- hugetlb-support-larger-than-max_order.patch removed from -mm tree

[Date Prev][Date Next][Thread Prev][Thread Next][Date Index][Thread Index]

 



The patch titled
     hugetlb: support larger than MAX_ORDER
has been removed from the -mm tree.  Its filename was
     hugetlb-support-larger-than-max_order.patch

This patch was dropped because it was merged into mainline or a subsystem tree

The current -mm tree may be found at http://userweb.kernel.org/~akpm/mmotm/

------------------------------------------------------
Subject: hugetlb: support larger than MAX_ORDER
From: Nick Piggin <npiggin@xxxxxxx>

This is needed on x86-64 to handle GB pages in hugetlbfs, because it is
not practical to enlarge MAX_ORDER to 1GB.

Instead the 1GB pages are only allocated at boot using the bootmem
allocator using the hugepages=...  option.

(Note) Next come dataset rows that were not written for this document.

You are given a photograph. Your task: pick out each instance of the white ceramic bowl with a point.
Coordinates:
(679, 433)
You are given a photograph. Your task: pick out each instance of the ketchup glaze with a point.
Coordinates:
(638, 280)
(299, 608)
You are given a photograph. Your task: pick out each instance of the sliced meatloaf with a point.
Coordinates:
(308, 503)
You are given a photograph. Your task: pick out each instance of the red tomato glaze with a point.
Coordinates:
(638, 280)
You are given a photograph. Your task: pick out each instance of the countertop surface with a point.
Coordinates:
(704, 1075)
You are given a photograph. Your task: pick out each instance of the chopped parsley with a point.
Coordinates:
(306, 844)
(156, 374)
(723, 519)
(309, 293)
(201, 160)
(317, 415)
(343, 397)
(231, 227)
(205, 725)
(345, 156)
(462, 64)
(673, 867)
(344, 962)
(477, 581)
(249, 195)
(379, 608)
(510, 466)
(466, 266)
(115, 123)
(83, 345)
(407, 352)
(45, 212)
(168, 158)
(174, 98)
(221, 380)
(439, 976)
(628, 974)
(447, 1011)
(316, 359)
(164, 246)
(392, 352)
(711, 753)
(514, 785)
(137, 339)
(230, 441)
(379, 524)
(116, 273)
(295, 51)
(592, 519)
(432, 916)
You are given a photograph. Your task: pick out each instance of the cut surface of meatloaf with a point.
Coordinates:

These 1G bootmem pages are never freed.  In theory it would be possible to
implement that with some complications, but since it would be a one-way
street (>= MAX_ORDER pages cannot be allocated later) I decided not to
currently.

The >= MAX_ORDER code is not ifdef'ed per architecture.  It is not very
big and the ifdef uglyness seemed not be worth it.

Known problems: /proc/meminfo and "free" do not display the memory
allocated for gb pages in "Total".  This is a little confusing for the
user.

Acked-by: Andrew Hastings <abh@xxxxxxxx>
Signed-off-by: Andi Kleen <ak@xxxxxxx>
Signed-off-by: Nick Piggin <npiggin@xxxxxxx>
Signed-off-by: Andrew Morton <akpm@xxxxxxxxxxxxxxxxxxxx>
---

 mm/hugetlb.c |   83 +++++++++++++++++++++++++++++++++++++++++++++++--
 1 file changed, 81 insertions(+), 2 deletions(-)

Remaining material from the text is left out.